I have the equations:
$$f(x)=g(x)+\int_0^x p(x,s)q(s)ds\qquad (1)$$
$$g(x)=p(x,0)\cdot k\qquad (2)$$ ($k$ constant)
$$p(x,s)=e^{-\int_s^x a(t)+b(t) dt}\qquad (3)$$
Diferentiation of $1$ leads me to
$$f'(x)=k\cdot p'(x,0)+p(x,x)q(x)\qquad (4)$$ $$f'(x)=k\cdot p'(x,0)+q(x)\qquad (5)$$ $$f'(x)=-k(a(x)+b(x))p(x,0)+q(x)\qquad (6)$$ $$f'(x)=q(x)-(a(x)+b(x))g(x)\qquad (7)$$
However, the professor result is
$$f'(x)=q(x)-(a(x)+b(x))g(x)\fbox{$-(a(x)+b(x))\int_0^xp(x,s)q(s)ds$}\qquad (8)$$ $$f'(x)=q(x)-(a(x)+b(x))\fbox{$f(x)$}\qquad (9)$$
I'd like so much to understand my error. Thanks in advance!
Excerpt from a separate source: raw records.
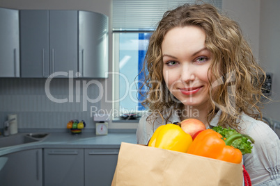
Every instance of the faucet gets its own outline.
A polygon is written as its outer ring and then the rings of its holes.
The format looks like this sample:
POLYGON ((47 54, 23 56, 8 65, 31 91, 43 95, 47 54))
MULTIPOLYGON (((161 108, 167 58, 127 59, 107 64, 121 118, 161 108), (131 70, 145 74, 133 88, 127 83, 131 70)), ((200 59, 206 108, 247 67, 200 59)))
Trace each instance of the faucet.
POLYGON ((15 118, 13 118, 10 120, 6 121, 4 122, 4 133, 3 136, 9 136, 10 135, 10 123, 14 121, 15 118))

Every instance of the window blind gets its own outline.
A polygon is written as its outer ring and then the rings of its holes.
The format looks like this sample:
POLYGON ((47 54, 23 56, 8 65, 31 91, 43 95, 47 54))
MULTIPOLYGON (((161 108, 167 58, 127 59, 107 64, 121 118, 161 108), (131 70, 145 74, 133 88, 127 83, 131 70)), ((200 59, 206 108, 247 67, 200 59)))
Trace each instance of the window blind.
MULTIPOLYGON (((222 0, 204 0, 221 9, 222 0)), ((153 31, 164 13, 196 0, 113 0, 113 31, 153 31)))

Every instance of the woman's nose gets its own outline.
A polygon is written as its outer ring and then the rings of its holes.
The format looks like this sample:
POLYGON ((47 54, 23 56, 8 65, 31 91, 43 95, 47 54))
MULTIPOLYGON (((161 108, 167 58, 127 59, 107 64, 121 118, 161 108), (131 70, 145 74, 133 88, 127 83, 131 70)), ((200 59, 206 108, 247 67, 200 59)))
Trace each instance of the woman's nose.
POLYGON ((195 79, 195 71, 192 65, 186 64, 182 65, 181 69, 180 80, 188 83, 195 79))

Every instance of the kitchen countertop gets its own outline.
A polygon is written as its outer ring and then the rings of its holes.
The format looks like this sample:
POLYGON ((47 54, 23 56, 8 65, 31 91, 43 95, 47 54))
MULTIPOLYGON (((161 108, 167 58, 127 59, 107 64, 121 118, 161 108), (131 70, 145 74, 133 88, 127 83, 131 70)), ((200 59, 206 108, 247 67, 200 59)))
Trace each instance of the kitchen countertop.
MULTIPOLYGON (((8 137, 1 136, 0 137, 8 137)), ((116 133, 109 133, 107 135, 95 135, 91 133, 79 135, 72 135, 68 133, 50 133, 39 142, 0 148, 0 155, 24 150, 43 148, 119 148, 123 142, 136 144, 136 134, 116 133)))

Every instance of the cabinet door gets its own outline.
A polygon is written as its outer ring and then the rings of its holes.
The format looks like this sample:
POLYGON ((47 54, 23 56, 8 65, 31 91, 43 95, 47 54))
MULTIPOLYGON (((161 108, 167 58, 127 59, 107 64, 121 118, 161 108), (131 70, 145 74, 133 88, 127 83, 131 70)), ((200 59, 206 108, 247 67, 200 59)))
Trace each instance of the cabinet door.
POLYGON ((79 11, 79 71, 82 77, 108 77, 108 17, 79 11))
POLYGON ((85 149, 85 185, 111 185, 119 149, 85 149))
MULTIPOLYGON (((49 10, 51 71, 78 70, 78 11, 49 10)), ((64 76, 65 77, 65 76, 64 76)))
POLYGON ((0 77, 20 77, 19 12, 0 8, 0 77))
POLYGON ((49 11, 24 10, 20 14, 21 76, 47 77, 49 11))
POLYGON ((84 185, 84 149, 44 149, 45 186, 84 185))
POLYGON ((0 157, 0 185, 42 185, 42 149, 26 150, 0 157), (1 167, 0 167, 1 168, 1 167))

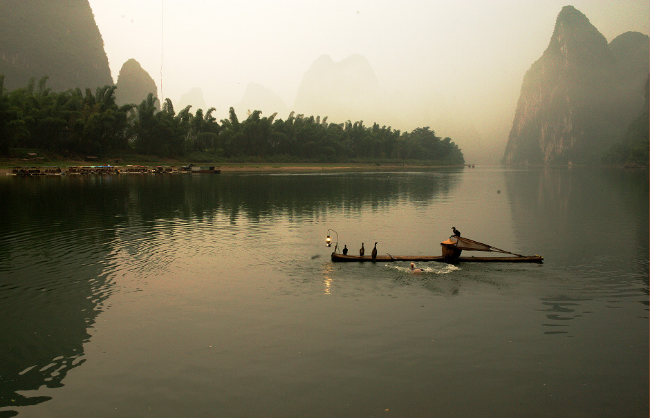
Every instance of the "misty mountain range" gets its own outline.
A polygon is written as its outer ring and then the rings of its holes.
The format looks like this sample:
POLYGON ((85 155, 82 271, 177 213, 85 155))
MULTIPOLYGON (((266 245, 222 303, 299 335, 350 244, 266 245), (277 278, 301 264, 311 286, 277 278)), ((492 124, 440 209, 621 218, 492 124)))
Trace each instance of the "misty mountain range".
POLYGON ((584 14, 563 8, 524 77, 503 162, 598 162, 647 106, 649 47, 633 32, 608 44, 584 14))
MULTIPOLYGON (((49 76, 55 91, 112 85, 103 41, 87 1, 4 0, 0 2, 0 74, 8 90, 24 87, 30 77, 49 76), (48 36, 29 28, 39 26, 48 36)), ((479 131, 453 102, 423 88, 413 96, 382 86, 368 60, 354 55, 335 62, 328 55, 314 61, 299 84, 294 106, 260 84, 250 83, 241 102, 233 104, 240 116, 260 110, 285 117, 290 110, 328 117, 340 123, 353 117, 393 129, 416 116, 422 126, 449 136, 470 162, 580 164, 593 162, 620 141, 643 110, 649 78, 649 38, 626 32, 609 44, 572 6, 559 12, 548 47, 524 77, 505 155, 481 141, 479 131), (379 111, 371 109, 381 109, 379 111), (486 156, 490 155, 488 158, 486 156)), ((116 82, 119 103, 139 103, 149 92, 157 95, 151 77, 136 59, 122 66, 116 82)), ((200 88, 176 103, 209 107, 200 88)), ((490 104, 486 104, 489 106, 490 104)), ((506 117, 512 117, 507 115, 506 117)), ((505 138, 504 138, 505 140, 505 138)))

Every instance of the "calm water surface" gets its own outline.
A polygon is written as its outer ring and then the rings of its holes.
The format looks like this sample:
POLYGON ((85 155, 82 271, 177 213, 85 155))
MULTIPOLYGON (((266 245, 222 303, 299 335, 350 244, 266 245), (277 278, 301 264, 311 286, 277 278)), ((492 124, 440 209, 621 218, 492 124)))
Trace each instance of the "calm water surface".
POLYGON ((0 417, 648 415, 647 171, 6 177, 0 417))

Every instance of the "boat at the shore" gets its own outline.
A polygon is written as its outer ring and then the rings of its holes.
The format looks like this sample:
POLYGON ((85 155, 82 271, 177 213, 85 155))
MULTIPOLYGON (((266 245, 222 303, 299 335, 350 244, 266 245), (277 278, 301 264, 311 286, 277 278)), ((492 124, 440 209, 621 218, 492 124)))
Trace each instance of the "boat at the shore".
POLYGON ((214 166, 214 165, 194 165, 190 164, 187 166, 183 166, 180 167, 180 171, 183 173, 221 173, 221 170, 218 168, 220 166, 214 166))
MULTIPOLYGON (((541 256, 523 256, 504 249, 496 248, 483 243, 460 236, 452 236, 449 239, 440 243, 442 247, 441 256, 377 256, 373 258, 371 256, 350 256, 337 254, 335 251, 332 253, 332 261, 437 261, 440 263, 544 263, 544 258, 541 256), (495 252, 508 256, 476 257, 474 256, 461 256, 463 250, 481 251, 486 252, 495 252)), ((388 254, 388 253, 387 253, 388 254)))

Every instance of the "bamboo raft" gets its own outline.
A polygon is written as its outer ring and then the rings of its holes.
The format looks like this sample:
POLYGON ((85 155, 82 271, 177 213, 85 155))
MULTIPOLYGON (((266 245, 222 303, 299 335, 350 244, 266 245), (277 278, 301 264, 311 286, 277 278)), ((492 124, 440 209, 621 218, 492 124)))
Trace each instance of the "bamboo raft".
POLYGON ((332 261, 438 261, 455 264, 456 263, 539 263, 544 261, 541 256, 521 256, 515 257, 444 257, 443 256, 377 256, 373 260, 370 256, 344 256, 332 253, 332 261))
MULTIPOLYGON (((456 232, 455 230, 454 232, 456 232)), ((460 236, 452 235, 449 237, 449 239, 440 243, 440 246, 442 247, 442 256, 393 256, 386 253, 388 254, 387 256, 377 256, 375 258, 373 258, 372 256, 348 256, 337 254, 336 247, 335 247, 334 252, 332 253, 332 261, 380 261, 389 263, 393 261, 438 261, 449 264, 467 262, 541 263, 544 261, 544 258, 541 256, 537 254, 535 256, 523 256, 466 238, 461 238, 460 236), (474 257, 470 256, 461 257, 461 253, 463 249, 496 252, 510 254, 510 256, 496 257, 474 257)))

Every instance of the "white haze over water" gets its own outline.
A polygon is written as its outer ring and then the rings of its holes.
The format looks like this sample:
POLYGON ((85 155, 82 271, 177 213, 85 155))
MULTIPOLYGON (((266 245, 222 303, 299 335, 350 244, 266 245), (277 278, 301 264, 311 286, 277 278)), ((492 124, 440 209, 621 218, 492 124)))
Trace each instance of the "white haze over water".
MULTIPOLYGON (((407 114, 392 120, 348 119, 402 131, 430 126, 458 144, 467 162, 480 164, 496 163, 503 155, 523 75, 546 48, 563 6, 584 13, 609 41, 629 30, 650 32, 650 1, 632 0, 90 4, 115 81, 124 62, 133 58, 156 81, 159 95, 175 105, 200 87, 207 106, 216 108, 214 115, 225 118, 248 84, 257 83, 300 113, 306 112, 294 108, 296 93, 312 63, 323 55, 340 61, 359 54, 382 91, 400 97, 406 106, 400 108, 412 111, 402 111, 407 114)), ((240 120, 245 118, 245 110, 236 109, 240 120)))

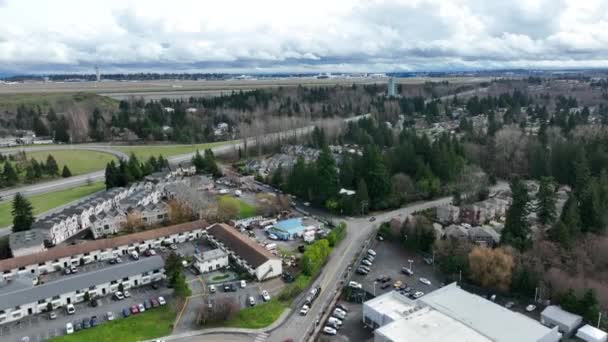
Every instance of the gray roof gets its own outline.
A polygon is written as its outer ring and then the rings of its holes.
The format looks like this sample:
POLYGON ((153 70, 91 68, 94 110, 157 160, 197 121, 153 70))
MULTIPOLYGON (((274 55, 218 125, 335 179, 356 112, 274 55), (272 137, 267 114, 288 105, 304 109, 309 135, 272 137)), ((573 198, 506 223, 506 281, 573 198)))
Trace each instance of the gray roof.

I spot in your mistake in equation (4). You didn't use Leibniz rule correctly. It says that $$ \frac{d}{dx} \int_{a(x)}^{b(x)} f(t,x)\,dt=f(b(x),x)b'(x)-f(a(x),x)a'(x)+\int_{a(x)}^{b(x)}\frac{\partial f}{\partial x}(t,x)\,dt. $$ It seems to me like you applied the fundamental theorem of calculus, as in the situation, $$ \frac{d}{dx}\int_a^x f(t)\,dt=f(x), $$ but notice that in this problem, the integrand also depends on $x$.